Bifrost's product is currently closed beta with select heavy industry partners. The company plans to use the fresh capital to fund the public launch of the platform in the near future and hire more employees to speed up product development.
According to Wong, the target market for this company is the U.S. However, it also starts gaining speed in Japan with such a large industrial sector in the country. A revenue model of this start-up is through an annual subscription model.
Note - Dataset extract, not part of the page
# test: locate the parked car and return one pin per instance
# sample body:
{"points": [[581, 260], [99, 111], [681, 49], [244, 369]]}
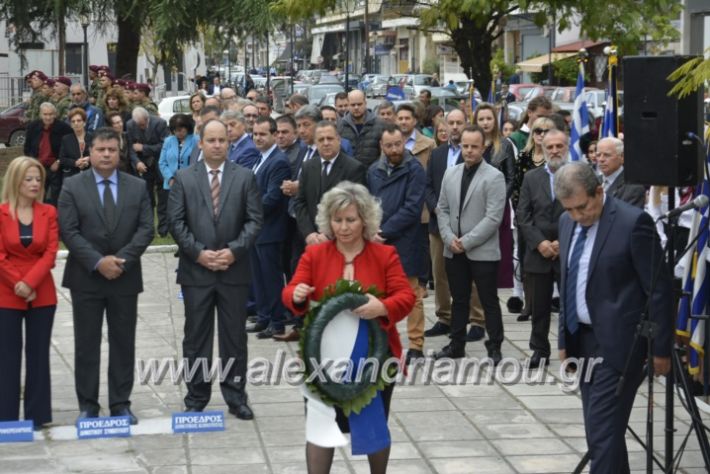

AI development will be the main customer segment, as they specialize in robotics systems and other similar computer vision and perception models and will be used across industry verticals such as aerospace and defense, maritime and geospatial, robotics and industrial automation. These users are large industrial houses and government organizations, though will also include startups during their growth to late stage as these will have the respective teams working on AI/ML-based physical product innovations in their domain space.
"We're first focused on mission-critical, heavy industrial applications. By 2025, we expect to see increased availability of the platform. Going forward, we intend to support a broad range of commercial robotics use cases, especially as applications in robotics have been proliferating rapidly across almost every major sector and industry," Kandiah said.
This funding round takes the total capital raised for Bifrost to $13.7 million. The round saw participation from Airbus Ventures, Peak XV's Surge, Wavemaker Partners, MD One, and Techstars. The outfit has 22 staff in the U.S. and Singapore.